Here, we examined the therapeutic utility of EC359 in improving the efficacy of HDACi in TNBC models. Our results showed that multiple HDACi that are currently in clinical trials induce expression of LIFR which compromise the efficacy of HDACi treatment. Utilizing LIFR knockout cell lines, we provided genetic evidence on the essential role of LIFR in HDACi-mediated aberrant activation of oncogenic/survival signaling pathways. Using in vitro and in vivo models, we demonstrated the synergistic effect of EC359 + HDACi combination therapy. Mechanistically, EC359 inhibited HDACi induced LIFR oncogenic signaling pathways.
Results
HDACi treatment induces LIFR expression
A recent study using whole-genome microarray discovered that HDACi (vorinostat) treatment induces expression of LIFR which reduces the efficacy of HDACi therapy15. We tested the generality of this finding by treating TNBC cells with four different HDACi (vorinostat, panobinostat, romidepsin, and givinostat) which are currently in clinical trials. Western blotting results using five different TNBC cells confirmed that treatment with all four HDACi indeed induced expression of LIFR (Fig. 1a and Supplementary Data Fig. 1a). RT-qPCR assays confirmed upregulation of LIFR mRNA expression (Fig. 1b). Further, HDACi induced LIFR expression is functional as measured by its downstream activation of STAT3 phosphorylation (Fig. 1a and Supplementary Fig. 1a) and STAT3-Luc reporter activity (Fig. 1c). We next determined the expression of LIFR ligands in TNBC cells. Western blot analysis confirmed expression of LIF in TNBC model cells (Fig. 1d). Further, RT-qPCR assays showed that TNBC cells also express other LIFR ligands, specifically OSM and CNTF (Supplementary Fig. 1b). In addition, gp130 which functions as a co-receptor of LIFR is also expressed in TNBC cells (Supplementary Fig. 1b) and HDACi treatment did not alter its expression (Supplementary Fig. 1c). Collectively, these findings confirmed that HDACi aberrantly activates the expression of LIFR and abundant expression of LIFR ligands in TNBC cells may contribute to autocrine signaling via LIFR.

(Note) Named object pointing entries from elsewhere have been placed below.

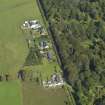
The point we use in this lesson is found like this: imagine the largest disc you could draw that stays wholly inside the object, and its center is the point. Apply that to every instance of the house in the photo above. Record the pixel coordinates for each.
(56, 81)
(32, 24)
(43, 45)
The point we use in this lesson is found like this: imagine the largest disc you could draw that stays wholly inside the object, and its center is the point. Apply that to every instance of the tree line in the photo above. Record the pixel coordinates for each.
(78, 28)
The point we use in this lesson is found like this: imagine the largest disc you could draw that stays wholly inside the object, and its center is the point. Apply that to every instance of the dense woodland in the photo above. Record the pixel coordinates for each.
(78, 28)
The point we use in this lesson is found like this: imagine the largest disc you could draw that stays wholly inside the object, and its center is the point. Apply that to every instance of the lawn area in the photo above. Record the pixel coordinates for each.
(36, 95)
(10, 93)
(13, 47)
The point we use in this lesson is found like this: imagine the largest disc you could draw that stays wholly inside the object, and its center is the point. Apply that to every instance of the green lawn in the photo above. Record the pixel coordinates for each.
(13, 47)
(36, 95)
(10, 93)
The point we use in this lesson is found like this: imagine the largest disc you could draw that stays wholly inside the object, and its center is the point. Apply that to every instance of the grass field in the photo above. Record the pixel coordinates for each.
(36, 95)
(13, 48)
(13, 51)
(10, 93)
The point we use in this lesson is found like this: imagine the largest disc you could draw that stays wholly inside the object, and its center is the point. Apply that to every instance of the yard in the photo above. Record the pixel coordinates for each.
(36, 95)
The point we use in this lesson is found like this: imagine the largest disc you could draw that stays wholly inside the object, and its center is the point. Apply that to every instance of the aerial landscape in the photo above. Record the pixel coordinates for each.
(52, 52)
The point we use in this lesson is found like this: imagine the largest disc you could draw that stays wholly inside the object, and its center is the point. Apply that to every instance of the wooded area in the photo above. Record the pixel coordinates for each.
(78, 28)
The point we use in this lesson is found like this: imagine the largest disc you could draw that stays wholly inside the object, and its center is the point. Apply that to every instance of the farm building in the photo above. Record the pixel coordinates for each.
(32, 24)
(55, 81)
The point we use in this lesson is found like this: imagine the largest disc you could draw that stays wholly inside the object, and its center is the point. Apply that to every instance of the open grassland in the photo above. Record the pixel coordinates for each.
(13, 48)
(36, 95)
(10, 93)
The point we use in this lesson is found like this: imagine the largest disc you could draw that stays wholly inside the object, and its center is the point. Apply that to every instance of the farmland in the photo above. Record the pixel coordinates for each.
(13, 53)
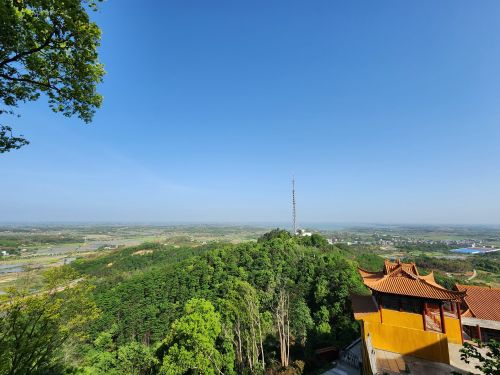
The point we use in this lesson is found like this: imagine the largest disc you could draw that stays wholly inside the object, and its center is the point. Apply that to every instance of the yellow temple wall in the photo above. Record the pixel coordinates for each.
(453, 330)
(408, 341)
(402, 319)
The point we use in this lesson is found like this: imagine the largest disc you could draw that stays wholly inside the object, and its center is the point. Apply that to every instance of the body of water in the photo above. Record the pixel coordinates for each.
(473, 250)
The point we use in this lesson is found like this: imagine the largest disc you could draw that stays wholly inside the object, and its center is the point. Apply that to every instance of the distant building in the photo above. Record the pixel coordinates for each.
(481, 312)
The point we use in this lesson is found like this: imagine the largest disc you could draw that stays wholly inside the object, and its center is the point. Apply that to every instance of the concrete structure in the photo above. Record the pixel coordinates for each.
(481, 312)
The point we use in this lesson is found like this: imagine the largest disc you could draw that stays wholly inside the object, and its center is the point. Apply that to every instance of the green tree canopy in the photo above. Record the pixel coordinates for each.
(49, 47)
(192, 342)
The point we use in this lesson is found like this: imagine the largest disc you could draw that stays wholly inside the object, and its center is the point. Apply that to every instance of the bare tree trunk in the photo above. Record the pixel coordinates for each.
(283, 325)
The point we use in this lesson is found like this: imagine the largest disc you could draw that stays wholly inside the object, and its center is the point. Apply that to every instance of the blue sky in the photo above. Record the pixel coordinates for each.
(385, 111)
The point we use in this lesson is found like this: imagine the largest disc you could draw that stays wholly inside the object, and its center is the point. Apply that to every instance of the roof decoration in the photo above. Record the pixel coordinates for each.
(404, 279)
(482, 302)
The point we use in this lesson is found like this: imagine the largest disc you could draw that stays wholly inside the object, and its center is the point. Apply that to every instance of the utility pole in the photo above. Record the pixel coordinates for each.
(294, 213)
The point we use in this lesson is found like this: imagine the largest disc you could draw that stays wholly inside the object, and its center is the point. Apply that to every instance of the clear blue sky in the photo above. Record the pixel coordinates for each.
(385, 111)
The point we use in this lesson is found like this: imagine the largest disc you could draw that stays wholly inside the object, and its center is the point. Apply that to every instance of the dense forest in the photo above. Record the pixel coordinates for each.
(255, 307)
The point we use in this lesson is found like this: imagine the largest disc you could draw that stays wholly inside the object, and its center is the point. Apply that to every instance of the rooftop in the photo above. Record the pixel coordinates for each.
(404, 279)
(482, 302)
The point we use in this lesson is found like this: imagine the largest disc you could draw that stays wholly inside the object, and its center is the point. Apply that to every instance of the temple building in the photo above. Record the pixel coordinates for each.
(481, 312)
(407, 315)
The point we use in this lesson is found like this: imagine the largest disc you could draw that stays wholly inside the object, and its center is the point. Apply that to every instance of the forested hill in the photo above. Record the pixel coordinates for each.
(221, 308)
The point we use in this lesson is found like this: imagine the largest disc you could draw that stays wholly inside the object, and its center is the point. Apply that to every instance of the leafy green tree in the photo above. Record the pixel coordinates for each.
(300, 320)
(240, 309)
(193, 341)
(48, 47)
(135, 359)
(34, 327)
(275, 233)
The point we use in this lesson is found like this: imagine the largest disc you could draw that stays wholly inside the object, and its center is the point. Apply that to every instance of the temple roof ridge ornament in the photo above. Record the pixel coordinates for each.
(404, 279)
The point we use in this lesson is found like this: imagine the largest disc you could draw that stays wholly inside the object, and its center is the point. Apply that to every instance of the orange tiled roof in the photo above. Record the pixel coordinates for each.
(404, 279)
(482, 302)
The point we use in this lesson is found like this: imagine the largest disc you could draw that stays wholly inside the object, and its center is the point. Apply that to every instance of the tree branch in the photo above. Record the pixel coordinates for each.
(33, 82)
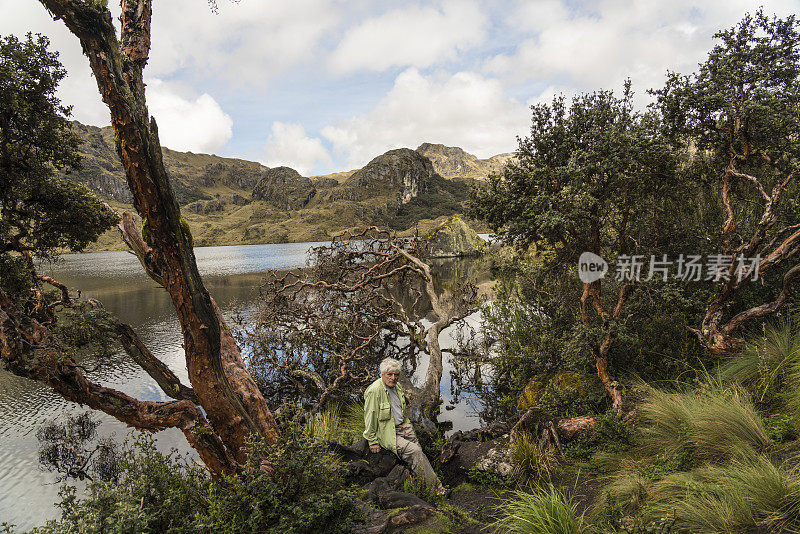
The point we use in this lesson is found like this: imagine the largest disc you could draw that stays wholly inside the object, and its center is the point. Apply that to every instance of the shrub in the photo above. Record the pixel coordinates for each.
(545, 511)
(529, 461)
(300, 492)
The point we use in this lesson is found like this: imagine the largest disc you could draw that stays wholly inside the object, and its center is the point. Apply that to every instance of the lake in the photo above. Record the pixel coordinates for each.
(232, 275)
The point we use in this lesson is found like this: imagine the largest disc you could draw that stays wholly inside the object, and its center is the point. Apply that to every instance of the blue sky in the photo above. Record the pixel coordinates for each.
(326, 85)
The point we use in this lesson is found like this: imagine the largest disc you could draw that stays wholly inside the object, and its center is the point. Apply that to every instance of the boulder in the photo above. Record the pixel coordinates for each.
(459, 457)
(284, 188)
(454, 239)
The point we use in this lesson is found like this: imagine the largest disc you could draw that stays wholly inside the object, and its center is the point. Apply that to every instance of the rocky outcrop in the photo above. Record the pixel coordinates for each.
(232, 173)
(403, 170)
(454, 163)
(205, 206)
(284, 188)
(324, 182)
(483, 450)
(100, 167)
(454, 239)
(382, 476)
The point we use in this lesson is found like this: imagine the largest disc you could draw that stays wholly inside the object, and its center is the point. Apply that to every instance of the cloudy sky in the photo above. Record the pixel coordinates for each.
(325, 85)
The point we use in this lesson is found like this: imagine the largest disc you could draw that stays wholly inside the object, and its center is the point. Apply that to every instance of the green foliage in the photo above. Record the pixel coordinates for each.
(767, 363)
(746, 495)
(531, 464)
(780, 427)
(41, 212)
(301, 492)
(333, 423)
(709, 425)
(546, 511)
(416, 484)
(441, 198)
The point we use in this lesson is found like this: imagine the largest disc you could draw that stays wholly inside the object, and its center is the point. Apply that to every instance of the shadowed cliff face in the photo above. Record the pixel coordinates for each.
(230, 201)
(454, 163)
(404, 172)
(284, 188)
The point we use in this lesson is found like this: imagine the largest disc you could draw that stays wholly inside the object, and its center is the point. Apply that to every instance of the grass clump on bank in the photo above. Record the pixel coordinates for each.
(700, 465)
(545, 511)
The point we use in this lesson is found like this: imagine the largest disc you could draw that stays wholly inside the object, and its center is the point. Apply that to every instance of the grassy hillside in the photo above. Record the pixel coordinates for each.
(216, 194)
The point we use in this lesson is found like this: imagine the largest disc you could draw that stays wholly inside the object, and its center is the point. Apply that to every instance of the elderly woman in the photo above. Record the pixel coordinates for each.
(387, 426)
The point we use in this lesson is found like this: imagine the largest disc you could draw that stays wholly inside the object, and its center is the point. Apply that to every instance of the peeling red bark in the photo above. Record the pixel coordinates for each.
(224, 389)
(27, 349)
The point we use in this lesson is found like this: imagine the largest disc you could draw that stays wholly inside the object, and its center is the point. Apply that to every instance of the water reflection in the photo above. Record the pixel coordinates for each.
(232, 275)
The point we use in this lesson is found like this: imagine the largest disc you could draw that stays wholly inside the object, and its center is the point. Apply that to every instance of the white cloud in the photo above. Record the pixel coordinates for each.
(411, 36)
(78, 89)
(248, 42)
(463, 109)
(598, 47)
(188, 124)
(289, 145)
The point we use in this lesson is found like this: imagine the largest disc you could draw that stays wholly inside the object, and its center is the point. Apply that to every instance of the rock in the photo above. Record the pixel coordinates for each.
(382, 494)
(403, 170)
(363, 466)
(238, 200)
(459, 457)
(453, 162)
(195, 207)
(411, 516)
(213, 205)
(454, 239)
(377, 523)
(244, 175)
(284, 188)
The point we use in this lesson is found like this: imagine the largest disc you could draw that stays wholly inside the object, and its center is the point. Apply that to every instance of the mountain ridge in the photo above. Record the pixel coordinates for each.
(235, 201)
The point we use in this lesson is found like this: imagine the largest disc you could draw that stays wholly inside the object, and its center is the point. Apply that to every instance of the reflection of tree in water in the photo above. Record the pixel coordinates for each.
(322, 331)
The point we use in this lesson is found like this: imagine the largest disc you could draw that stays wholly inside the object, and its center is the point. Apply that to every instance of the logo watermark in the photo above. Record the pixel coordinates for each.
(591, 267)
(686, 267)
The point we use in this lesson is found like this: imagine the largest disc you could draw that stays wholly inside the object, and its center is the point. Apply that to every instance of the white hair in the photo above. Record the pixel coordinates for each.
(389, 364)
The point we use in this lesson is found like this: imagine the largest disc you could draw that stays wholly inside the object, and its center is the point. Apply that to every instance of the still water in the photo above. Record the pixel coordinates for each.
(232, 275)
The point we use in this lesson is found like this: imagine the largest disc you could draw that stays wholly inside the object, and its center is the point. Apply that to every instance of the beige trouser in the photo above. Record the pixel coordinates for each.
(408, 450)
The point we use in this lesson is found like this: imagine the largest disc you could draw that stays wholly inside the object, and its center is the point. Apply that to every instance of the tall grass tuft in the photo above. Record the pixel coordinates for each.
(545, 511)
(708, 425)
(529, 461)
(744, 495)
(767, 362)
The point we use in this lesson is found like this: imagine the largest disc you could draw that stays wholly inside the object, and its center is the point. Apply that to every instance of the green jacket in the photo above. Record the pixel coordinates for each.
(378, 420)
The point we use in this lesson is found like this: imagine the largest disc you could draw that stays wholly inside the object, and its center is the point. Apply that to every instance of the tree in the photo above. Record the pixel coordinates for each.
(739, 116)
(40, 211)
(224, 408)
(593, 177)
(323, 331)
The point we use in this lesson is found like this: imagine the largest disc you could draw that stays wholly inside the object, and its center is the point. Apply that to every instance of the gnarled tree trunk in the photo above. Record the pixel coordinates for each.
(221, 384)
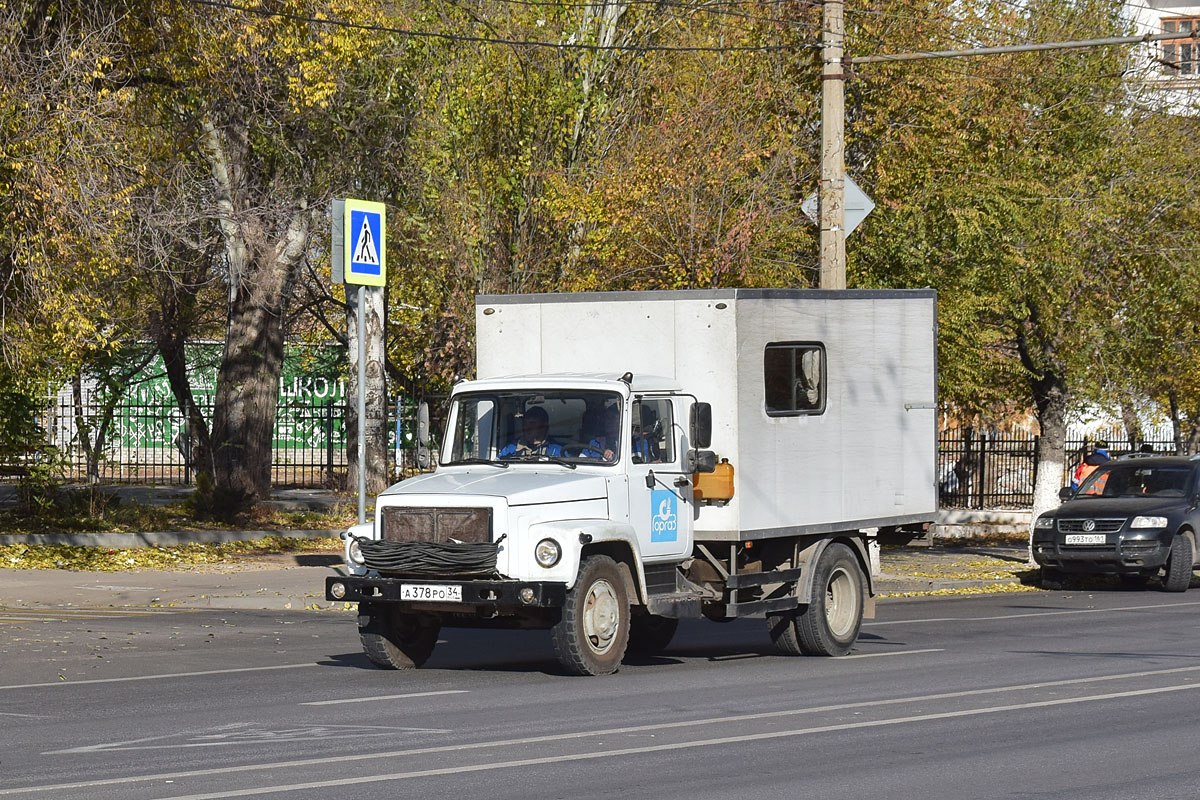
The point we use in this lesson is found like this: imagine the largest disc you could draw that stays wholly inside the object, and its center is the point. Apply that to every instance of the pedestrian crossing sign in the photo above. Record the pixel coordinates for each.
(365, 257)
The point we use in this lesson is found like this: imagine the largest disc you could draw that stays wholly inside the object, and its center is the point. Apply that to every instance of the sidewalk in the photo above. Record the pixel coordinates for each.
(277, 585)
(298, 582)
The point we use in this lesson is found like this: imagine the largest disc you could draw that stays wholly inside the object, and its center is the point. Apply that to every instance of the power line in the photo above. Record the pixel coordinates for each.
(1024, 48)
(496, 40)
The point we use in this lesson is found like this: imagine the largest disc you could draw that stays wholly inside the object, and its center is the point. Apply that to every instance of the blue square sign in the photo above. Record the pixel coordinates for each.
(365, 254)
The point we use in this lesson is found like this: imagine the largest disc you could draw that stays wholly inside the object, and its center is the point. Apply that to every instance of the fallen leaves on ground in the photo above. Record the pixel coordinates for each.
(181, 557)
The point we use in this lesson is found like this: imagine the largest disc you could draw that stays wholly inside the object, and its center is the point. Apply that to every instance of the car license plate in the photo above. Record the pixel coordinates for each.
(436, 593)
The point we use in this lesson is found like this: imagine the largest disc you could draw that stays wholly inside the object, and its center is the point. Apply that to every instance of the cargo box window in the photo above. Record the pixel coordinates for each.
(795, 378)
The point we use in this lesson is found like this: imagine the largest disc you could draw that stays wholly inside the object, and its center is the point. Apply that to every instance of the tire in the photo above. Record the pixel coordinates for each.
(649, 635)
(592, 635)
(394, 639)
(829, 624)
(1179, 565)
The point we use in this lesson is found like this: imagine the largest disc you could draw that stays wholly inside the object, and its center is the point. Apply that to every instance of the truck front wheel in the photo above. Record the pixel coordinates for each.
(593, 631)
(829, 624)
(394, 639)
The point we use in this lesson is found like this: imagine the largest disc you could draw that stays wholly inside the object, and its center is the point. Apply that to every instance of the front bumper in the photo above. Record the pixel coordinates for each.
(1119, 555)
(475, 594)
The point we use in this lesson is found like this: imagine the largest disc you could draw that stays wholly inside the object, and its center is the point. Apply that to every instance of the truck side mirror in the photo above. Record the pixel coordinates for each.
(701, 428)
(423, 423)
(701, 461)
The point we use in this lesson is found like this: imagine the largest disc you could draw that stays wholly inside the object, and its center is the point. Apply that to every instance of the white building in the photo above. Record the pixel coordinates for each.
(1170, 66)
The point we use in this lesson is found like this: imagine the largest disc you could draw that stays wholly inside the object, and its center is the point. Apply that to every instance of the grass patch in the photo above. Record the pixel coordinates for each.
(179, 557)
(83, 511)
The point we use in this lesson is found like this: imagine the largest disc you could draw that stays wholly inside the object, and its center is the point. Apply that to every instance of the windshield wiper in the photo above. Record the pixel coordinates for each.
(541, 458)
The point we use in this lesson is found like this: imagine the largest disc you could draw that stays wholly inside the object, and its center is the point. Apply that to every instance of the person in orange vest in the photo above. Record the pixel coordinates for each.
(1099, 456)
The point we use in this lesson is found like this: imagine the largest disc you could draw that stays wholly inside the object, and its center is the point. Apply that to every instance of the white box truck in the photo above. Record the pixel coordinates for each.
(627, 459)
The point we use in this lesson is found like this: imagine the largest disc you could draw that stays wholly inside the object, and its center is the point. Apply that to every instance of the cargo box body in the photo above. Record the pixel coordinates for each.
(861, 452)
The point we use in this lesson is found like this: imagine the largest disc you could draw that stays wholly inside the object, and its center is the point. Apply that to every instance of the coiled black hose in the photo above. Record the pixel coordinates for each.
(430, 559)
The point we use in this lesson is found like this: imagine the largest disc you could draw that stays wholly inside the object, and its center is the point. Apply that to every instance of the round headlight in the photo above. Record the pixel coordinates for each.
(547, 552)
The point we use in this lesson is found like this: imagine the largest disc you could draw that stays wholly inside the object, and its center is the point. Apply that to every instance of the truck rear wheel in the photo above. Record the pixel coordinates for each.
(829, 624)
(394, 639)
(592, 635)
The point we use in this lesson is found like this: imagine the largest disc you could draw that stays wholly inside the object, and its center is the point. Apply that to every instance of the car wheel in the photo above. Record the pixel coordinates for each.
(1179, 565)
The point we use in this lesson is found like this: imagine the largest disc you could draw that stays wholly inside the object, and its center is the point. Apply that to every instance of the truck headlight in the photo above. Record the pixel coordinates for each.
(354, 553)
(547, 552)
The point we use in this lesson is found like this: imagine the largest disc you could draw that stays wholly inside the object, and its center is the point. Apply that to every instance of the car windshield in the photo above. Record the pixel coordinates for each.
(570, 427)
(1138, 481)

HDACi-mediated STAT3 activation requires the presence of LIFR
To confirm the direct role of LIFR in HDACi-mediated activation of STAT3, we knocked out (KO) the expression of LIFR using the CRISPR/Cas9 system and then treated cells with HDACi. LIFR-KO substantially reduced the induction of STAT3 phosphorylation mediated by HDACi (Fig. 1d). In MTT cell viability assays, LIFR-KO increased the potency of HDACi in reducing cell viability (Fig. 1e). Further, in colony formation assays, LIFR-KO enhanced the ability of HDACi to reduce the cell survival of TNBC cells (Fig. 1f). Collectively, these results suggest that HDACi-mediated STAT3 activation requires the presence of LIFR.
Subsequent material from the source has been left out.